3. 特征提取：从预处理后的图像中提取出与人体行为相关的特征，如形状、轮廓、运动轨迹等。

4. 行为识别：根据提取的特征，运用机器学习、深度学习等算法对人体行为进行识别与分类。

三、常见的人体行为识别算法1. 基于模板匹配的算法：通过预先定义的行为模板，与实时获取的图像进行匹配，从而识别出人体行为。

该算法简单易行，但准确率受模板质量影响较大。

2. 基于深度学习的算法：利用深度神经网络学习大量数据中的特征，实现对人体行为的自动识别。

该算法具有较高的准确率，但需要大量训练数据和计算资源。

3. 基于光流法的算法：通过计算图像中像素点的运动轨迹，得到光流场，进而分析人体行为。

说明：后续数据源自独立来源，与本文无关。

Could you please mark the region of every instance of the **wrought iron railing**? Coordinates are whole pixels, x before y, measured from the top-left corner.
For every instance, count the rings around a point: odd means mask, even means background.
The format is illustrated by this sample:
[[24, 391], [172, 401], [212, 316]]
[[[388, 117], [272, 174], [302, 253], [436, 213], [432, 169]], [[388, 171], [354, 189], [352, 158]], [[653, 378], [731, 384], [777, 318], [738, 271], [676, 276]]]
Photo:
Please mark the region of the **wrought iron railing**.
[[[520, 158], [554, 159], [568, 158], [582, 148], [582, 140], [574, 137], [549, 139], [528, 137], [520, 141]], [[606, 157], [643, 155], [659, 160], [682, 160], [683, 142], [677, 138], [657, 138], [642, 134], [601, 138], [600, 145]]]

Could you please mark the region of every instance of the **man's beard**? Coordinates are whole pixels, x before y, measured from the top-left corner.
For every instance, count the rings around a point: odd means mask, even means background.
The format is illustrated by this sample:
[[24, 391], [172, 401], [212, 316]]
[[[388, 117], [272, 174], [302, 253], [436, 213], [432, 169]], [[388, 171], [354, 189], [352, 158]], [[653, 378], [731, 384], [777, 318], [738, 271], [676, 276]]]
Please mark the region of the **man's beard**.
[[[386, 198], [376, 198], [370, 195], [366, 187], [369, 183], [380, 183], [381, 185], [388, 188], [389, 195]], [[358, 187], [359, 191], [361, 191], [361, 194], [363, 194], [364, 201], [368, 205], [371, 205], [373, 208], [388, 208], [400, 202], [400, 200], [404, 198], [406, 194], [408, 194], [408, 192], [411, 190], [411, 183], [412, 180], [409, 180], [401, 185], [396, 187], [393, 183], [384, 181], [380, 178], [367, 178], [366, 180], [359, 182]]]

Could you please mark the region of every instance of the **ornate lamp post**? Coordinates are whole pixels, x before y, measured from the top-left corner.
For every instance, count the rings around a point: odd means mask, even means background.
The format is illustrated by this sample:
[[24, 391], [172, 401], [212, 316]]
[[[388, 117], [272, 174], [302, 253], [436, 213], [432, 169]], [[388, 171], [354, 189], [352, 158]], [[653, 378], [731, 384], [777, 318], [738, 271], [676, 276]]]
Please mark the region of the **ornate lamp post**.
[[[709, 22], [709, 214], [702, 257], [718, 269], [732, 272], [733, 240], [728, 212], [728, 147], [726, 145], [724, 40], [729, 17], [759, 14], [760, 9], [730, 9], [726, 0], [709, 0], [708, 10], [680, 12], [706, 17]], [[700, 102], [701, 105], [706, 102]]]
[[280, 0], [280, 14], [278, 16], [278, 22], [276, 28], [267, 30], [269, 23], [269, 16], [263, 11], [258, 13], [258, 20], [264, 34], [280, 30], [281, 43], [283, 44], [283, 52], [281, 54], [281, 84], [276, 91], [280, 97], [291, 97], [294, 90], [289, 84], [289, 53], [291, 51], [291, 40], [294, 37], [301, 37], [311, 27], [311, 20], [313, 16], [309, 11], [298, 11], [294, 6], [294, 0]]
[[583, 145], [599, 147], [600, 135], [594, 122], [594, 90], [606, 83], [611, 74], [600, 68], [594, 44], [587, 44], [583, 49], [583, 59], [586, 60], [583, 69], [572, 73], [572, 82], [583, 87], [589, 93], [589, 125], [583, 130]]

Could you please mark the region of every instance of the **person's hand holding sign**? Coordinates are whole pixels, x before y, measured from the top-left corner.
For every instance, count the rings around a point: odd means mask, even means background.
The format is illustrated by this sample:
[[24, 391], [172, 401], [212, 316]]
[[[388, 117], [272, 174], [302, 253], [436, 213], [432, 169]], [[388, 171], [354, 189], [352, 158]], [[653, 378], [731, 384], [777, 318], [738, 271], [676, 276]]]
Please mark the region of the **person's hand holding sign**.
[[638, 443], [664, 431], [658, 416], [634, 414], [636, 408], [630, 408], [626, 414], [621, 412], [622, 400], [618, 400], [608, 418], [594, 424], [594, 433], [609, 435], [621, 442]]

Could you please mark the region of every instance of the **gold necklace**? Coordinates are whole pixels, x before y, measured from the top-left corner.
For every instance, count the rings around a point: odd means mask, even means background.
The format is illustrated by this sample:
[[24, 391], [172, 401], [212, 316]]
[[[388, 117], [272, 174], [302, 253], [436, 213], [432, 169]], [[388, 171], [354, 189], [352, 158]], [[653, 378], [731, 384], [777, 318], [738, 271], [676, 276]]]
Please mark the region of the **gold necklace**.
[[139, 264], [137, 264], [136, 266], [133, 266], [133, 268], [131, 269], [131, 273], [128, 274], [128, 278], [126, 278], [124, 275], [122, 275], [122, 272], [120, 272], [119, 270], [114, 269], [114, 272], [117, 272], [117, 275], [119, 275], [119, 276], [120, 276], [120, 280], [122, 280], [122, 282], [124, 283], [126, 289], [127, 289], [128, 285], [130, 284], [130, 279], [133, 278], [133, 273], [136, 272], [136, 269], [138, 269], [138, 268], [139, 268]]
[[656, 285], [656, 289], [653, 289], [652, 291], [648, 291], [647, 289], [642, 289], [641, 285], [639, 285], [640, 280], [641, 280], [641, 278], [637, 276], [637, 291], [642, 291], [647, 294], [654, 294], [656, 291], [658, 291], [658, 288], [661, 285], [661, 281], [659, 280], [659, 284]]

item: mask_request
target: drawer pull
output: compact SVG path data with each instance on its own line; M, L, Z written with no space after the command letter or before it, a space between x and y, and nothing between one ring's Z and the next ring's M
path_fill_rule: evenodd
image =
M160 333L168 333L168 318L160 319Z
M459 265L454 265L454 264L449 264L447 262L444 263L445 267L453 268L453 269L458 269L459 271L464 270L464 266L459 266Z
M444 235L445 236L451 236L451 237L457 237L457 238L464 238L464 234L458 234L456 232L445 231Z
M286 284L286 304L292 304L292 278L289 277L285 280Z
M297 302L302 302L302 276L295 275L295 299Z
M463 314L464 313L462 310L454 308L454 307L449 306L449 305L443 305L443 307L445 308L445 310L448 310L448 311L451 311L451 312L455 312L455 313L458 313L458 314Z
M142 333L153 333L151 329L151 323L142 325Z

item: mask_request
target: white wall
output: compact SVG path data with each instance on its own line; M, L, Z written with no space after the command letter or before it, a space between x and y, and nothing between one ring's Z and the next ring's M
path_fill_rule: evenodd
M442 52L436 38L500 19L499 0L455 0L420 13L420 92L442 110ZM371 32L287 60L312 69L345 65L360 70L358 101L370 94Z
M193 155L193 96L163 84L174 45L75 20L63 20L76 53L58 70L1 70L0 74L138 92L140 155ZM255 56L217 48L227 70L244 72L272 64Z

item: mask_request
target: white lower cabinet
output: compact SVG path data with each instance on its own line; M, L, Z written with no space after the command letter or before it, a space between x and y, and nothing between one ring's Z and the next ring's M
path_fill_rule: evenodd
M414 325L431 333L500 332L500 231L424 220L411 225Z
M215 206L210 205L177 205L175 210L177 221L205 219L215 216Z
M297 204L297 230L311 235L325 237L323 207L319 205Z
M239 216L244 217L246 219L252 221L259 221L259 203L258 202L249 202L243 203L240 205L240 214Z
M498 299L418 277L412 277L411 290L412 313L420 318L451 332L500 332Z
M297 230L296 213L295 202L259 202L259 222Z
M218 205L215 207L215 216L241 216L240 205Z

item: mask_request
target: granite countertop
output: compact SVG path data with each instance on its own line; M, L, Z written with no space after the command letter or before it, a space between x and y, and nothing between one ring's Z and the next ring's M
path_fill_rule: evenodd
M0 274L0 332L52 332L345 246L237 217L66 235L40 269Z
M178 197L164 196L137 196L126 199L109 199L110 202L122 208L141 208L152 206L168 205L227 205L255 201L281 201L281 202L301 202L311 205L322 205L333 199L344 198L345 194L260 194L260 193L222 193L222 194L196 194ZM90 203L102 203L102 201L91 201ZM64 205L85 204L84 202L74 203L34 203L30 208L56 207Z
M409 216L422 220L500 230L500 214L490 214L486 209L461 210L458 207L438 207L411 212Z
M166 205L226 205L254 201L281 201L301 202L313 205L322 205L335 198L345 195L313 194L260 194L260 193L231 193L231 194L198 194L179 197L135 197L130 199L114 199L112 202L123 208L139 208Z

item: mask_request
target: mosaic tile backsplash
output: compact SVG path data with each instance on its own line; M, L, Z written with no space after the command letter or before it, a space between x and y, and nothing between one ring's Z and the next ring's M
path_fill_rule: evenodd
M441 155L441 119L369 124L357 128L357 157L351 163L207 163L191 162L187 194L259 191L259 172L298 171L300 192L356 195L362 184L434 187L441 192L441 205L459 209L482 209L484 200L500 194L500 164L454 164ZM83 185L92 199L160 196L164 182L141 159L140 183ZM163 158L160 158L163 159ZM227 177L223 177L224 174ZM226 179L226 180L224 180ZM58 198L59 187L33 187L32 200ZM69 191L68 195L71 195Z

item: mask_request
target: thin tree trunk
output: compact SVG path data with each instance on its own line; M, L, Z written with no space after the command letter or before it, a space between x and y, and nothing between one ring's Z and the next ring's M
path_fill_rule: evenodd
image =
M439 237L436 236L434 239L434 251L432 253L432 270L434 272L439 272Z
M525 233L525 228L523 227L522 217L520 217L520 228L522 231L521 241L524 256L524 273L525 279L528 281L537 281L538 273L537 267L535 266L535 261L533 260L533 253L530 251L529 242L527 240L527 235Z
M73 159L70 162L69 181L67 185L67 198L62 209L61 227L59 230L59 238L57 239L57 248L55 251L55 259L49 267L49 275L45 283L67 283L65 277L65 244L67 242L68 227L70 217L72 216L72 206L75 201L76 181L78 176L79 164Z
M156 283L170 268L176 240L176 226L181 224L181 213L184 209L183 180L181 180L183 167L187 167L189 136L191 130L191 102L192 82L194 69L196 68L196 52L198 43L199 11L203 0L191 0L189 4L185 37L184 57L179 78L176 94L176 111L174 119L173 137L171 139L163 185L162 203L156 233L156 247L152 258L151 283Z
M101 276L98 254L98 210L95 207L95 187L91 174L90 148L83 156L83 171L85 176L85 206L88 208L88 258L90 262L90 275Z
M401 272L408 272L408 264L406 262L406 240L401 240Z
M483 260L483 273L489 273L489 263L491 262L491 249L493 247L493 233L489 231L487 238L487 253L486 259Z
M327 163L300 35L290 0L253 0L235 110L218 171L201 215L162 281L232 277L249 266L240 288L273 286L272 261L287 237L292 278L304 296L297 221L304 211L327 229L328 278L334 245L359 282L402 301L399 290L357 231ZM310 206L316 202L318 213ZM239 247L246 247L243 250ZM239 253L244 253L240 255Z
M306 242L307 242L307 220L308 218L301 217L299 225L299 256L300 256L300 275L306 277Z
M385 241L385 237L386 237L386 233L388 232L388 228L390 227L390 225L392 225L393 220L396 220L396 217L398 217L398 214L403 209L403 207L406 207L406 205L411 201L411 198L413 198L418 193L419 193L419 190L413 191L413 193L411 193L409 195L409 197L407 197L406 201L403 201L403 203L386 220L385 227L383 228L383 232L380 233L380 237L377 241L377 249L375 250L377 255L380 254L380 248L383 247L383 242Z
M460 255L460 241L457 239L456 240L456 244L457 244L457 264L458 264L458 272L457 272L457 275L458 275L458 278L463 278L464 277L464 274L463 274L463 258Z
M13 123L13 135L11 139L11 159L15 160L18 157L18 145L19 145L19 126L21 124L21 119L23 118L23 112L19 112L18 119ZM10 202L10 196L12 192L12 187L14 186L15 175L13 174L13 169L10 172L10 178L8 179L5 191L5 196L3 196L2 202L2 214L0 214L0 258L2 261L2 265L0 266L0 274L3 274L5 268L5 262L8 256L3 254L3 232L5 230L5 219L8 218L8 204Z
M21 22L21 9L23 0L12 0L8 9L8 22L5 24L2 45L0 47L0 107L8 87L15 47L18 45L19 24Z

该算法能够较好地处理动态背景和复杂行为，但计算量大，实时性较差。

四、研究现状及优缺点分析1. 研究现状：目前，基于机器视觉的人体行为识别算法在学术界和工业界均得到了广泛关注。

随着深度学习等技术的发展，算法的准确率和鲁棒性得到了显著提高。

然而，在实际应用中仍存在诸多挑战，如环境变化、光照条件、遮挡等。

2. 优点：基于机器视觉的人体行为识别算法具有非接触式测量、实时性、高精度等优点，可广泛应用于智能监控、人机交互、运动分析等领域。

3. 缺点：算法在复杂环境下的鲁棒性仍有待提高，同时计算资源消耗较大，实时性有待进一步提高。